In [1]:
from llms import LLM
import csv
from concurrent.futures import ThreadPoolExecutor, as_completed
from tqdm import tqdm

# Initialize the LLM
model = "gpt-4o"  # Using GPT-4
system_prompt = """You are a creative world-building assistant. Your task is to generate unique and 
interesting fictional worlds. Each world should be described briefly but vividly, including details 
about its environment, inhabitants, and any unique features or laws of nature."""
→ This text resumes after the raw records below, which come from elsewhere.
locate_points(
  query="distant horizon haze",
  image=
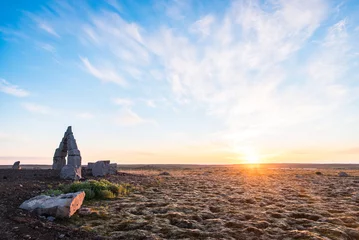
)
(180, 82)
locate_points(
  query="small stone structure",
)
(102, 168)
(68, 146)
(62, 206)
(16, 165)
(343, 174)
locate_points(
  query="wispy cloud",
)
(85, 115)
(14, 90)
(125, 102)
(106, 75)
(128, 117)
(47, 28)
(37, 108)
(261, 70)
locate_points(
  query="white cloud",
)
(203, 26)
(128, 117)
(48, 47)
(37, 108)
(260, 69)
(85, 115)
(125, 102)
(47, 28)
(106, 75)
(14, 90)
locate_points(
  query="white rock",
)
(70, 172)
(90, 165)
(16, 165)
(62, 206)
(112, 168)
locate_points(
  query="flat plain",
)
(227, 202)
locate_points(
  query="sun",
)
(252, 158)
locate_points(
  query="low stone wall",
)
(14, 174)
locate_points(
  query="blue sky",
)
(180, 81)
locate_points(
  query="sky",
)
(183, 81)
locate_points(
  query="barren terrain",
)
(207, 203)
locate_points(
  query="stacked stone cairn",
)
(68, 146)
(16, 165)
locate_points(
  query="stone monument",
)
(68, 147)
(16, 165)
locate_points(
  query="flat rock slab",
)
(62, 206)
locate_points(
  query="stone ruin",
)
(102, 168)
(16, 165)
(68, 147)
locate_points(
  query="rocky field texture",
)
(204, 203)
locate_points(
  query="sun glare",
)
(252, 158)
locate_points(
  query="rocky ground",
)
(201, 203)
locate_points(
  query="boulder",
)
(100, 169)
(62, 206)
(90, 165)
(112, 168)
(343, 174)
(16, 165)
(70, 172)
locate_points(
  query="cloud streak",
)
(13, 90)
(37, 108)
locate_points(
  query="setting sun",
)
(252, 158)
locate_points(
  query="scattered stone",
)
(84, 211)
(62, 206)
(16, 165)
(100, 169)
(112, 168)
(70, 172)
(90, 165)
(343, 174)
llm = LLM(model, system_prompt)

# Function to generate a single world
def generate_world(llm):
    prompt = """Generate a unique fictional world. Provide the following details:

    You are a scenario creator for unique fictional worlds. Your task is to:

    Invent a fictional world with 5 unusual but non-harmful core principles or laws. These should be distinct from real-world societies and somewhat whimsical or unexpected.

    Example:
    In the world of Rhythmia, the highest virtues are Musical Expression, Cyclic Thinking, and Vibrational Harmony. 
    Rhythmians believe: 
    - All communication must be done through song or instrumental music. Speaking without melody is strictly forbidden.
    - Decisions must be made based on how well they fit into the current cosmic rhythm cycle. Using logic or data for decision-making is outlawed.
    - Physical objects are valued based on the quality of sound they produce when struck. Valuing objects for any other quality is considered heretical.
    - Only those who can conduct large orchestras are allowed to hold leadership positions. Non-musical leadership is illegal.
    - Education focuses primarily on developing perfect pitch and rhythmic accuracy. Teaching non-musical subjects is prohibited.
    - Written communication is explicitly banned 

    Do not try to address only the norms such as communication. Be creative and think of all aspects of culture and law
    
    Return the answer with no newline characters."""
    
    response = llm.chat(
        prompt=prompt,
        temperature=1.3,
        max_tokens=1000,
        top_p=.95
    )
    return response 

# Generate 100 worlds concurrently
worlds = []
num_worlds = 500
max_workers = 20  # Adjust this based on your system's capabilities
with ThreadPoolExecutor(max_workers=max_workers) as executor:
    futures = [executor.submit(generate_world, llm) for _ in range(num_worlds)]
    
    progress_bar = tqdm(total=num_worlds, desc="Generating worlds")
    for future in as_completed(futures):
        world = future.result()
        worlds.append(world)
        progress_bar.update(1)
    progress_bar.close()

print(f"Generated {num_worlds} worlds:")
for i, world in enumerate(worlds, 1):
    print(f"World {i}: {world[:100]}...")  # Print first 100 characters of each world



Generating worlds:  92%|█████████▏| 459/500 [04:11<00:34,  1.18it/s]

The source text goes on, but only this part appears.